“Might I ask what you will be telling General Schellenberg about this meeting?” With one hand tucked into the pocket of his Savile Row suit, he was clinking a bunch of keys nervously.

“I will tell him what the Reichsminister himself has told me,” said Moyzisch. “That this is disinformation. A crude trick perpetrated by British intelligence.”

“Exactly,” von Ribbentrop said, as if agreeing with an opinion Moyzisch had first voiced himself. “Tell Schellenberg he’s wasting his money. To act on this information would be folly. Don’t you agree?”

“Unquestionably, Herr Reichsminister.”

“Have a safe trip back to Turkey, Herr Moyzisch.” And, turning to Linkus, he said, “Show Herr Moyzisch out and then tell Fritz to bring the car around to the front door. We leave for the railway station in five minutes.”

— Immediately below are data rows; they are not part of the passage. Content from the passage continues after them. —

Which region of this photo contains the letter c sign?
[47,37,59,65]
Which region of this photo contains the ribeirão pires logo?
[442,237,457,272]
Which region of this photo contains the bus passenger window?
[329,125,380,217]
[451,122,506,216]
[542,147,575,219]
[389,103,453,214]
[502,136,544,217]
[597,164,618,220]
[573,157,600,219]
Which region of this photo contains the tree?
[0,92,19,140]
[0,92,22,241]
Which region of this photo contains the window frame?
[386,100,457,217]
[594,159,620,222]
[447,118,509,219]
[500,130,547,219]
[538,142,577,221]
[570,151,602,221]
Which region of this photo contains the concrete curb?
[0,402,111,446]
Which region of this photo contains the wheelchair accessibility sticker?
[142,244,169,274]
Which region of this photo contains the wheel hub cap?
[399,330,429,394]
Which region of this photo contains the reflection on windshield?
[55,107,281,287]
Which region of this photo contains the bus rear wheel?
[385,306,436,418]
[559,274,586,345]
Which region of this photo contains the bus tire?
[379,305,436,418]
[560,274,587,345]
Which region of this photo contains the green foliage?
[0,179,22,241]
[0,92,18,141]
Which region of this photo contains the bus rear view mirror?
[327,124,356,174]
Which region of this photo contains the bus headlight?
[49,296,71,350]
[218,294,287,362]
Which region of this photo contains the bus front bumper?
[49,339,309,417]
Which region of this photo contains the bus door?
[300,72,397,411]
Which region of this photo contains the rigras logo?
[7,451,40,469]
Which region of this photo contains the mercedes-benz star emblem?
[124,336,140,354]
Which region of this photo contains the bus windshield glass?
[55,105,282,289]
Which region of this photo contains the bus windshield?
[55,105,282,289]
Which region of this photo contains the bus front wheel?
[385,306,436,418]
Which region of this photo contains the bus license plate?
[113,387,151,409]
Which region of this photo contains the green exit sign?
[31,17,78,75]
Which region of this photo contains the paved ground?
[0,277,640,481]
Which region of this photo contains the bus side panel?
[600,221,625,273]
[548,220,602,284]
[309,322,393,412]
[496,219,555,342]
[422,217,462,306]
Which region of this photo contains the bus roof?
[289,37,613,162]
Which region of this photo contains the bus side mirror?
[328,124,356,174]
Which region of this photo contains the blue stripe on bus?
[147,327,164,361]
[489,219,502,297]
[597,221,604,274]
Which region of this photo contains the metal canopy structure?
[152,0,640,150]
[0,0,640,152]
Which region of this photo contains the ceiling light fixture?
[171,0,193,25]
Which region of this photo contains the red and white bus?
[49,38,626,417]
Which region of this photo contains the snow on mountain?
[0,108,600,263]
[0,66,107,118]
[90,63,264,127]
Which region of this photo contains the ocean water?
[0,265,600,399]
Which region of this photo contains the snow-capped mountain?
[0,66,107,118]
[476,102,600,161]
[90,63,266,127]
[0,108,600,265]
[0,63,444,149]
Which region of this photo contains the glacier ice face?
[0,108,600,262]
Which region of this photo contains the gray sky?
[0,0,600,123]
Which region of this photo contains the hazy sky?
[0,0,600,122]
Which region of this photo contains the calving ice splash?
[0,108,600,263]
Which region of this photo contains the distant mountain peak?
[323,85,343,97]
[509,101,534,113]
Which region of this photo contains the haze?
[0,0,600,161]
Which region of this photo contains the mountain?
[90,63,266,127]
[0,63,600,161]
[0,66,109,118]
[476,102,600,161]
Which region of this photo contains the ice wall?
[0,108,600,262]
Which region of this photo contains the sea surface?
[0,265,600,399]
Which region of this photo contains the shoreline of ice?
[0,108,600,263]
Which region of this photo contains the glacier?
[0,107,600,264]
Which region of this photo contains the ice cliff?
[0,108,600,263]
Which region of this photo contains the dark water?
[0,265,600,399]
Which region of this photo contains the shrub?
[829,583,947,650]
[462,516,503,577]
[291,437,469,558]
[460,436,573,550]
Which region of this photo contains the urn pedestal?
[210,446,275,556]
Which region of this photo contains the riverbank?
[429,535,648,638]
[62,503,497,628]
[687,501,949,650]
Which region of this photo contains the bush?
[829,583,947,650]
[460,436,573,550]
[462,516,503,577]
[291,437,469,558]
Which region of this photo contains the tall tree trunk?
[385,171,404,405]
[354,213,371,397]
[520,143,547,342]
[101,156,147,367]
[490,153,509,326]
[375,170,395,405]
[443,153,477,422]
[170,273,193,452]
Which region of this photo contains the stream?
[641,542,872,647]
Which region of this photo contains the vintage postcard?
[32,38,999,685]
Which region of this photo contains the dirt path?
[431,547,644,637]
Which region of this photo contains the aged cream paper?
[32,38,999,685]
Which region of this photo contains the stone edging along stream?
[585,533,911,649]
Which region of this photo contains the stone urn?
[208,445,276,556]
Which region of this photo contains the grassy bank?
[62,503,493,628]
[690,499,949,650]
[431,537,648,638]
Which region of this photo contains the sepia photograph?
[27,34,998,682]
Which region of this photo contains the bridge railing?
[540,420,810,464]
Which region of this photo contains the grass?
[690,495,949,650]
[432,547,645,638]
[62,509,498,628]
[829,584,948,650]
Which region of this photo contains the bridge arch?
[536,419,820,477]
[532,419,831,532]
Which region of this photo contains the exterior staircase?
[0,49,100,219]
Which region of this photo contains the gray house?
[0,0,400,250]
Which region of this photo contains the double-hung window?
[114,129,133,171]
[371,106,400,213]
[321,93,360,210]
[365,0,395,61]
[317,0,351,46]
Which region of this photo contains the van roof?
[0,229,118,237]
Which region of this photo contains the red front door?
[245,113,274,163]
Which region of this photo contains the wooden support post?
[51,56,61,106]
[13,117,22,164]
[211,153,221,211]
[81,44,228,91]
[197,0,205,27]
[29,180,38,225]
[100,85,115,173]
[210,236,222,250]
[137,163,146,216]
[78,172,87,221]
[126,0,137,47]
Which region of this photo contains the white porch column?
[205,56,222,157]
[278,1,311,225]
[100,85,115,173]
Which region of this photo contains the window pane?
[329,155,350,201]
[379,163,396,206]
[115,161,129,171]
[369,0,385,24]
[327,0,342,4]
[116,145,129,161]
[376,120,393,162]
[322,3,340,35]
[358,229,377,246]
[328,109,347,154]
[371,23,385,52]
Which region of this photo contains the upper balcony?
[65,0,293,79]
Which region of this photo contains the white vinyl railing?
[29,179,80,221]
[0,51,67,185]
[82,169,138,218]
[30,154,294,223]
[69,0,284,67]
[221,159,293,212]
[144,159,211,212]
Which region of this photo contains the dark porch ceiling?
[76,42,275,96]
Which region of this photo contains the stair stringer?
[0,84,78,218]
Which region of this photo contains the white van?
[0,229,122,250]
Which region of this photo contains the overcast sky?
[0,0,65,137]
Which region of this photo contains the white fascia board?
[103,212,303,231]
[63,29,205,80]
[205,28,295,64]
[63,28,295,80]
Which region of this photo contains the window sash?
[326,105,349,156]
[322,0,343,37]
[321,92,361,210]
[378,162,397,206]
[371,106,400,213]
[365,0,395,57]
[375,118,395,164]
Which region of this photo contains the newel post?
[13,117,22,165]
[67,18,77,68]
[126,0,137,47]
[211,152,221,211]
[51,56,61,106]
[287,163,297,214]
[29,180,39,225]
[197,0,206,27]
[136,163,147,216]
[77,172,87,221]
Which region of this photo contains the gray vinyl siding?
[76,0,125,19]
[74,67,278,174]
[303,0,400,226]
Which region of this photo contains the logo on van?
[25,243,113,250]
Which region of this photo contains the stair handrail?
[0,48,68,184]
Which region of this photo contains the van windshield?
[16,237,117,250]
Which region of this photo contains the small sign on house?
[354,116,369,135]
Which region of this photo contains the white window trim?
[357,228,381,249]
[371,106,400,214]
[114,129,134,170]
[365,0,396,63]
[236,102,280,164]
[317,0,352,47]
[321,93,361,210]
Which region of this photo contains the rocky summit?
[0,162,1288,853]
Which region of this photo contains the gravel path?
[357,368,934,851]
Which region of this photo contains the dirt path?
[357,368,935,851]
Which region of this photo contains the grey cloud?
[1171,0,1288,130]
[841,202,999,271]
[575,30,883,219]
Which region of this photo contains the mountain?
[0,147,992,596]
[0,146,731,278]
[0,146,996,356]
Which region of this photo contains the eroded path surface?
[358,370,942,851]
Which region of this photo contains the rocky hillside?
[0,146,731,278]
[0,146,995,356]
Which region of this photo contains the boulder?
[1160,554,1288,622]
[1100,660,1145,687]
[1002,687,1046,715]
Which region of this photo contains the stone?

Von Ribbentrop closed the door and returned to the Biedermeier table, where he gathered up Cicero’s photographs and placed them carefully in his saddle-leather briefcase. He thought Moyzsich was almost certainly right, that the documents were perfectly genuine, but he had no wish to lend any support to them in Schellenberg’s eyes, lest the SD general be prompted to try to take advantage of this new and important information with some stupid, theatrical military stunt. The last thing he wanted was the SD pulling off another “special mission” like the one a month before, when Otto Skorzeny and a team of 108 SS men had parachuted onto a mountaintop in Abruzzi and rescued Mussolini from the traitorous Badoglio faction that had tried to surrender Italy to the Allies. Rescuing Mussolini was one thing; but knowing what to do with him afterward was quite another. It fell to him to deal with the problem. Installing Il Duce in the city-state Republic of Salo, on Lake Garda, had been one of the more pointless diplomatic endeavors of his career. If anyone had bothered to ask him, he would have left Mussolini in Abruzzi to face an Allied court-martial.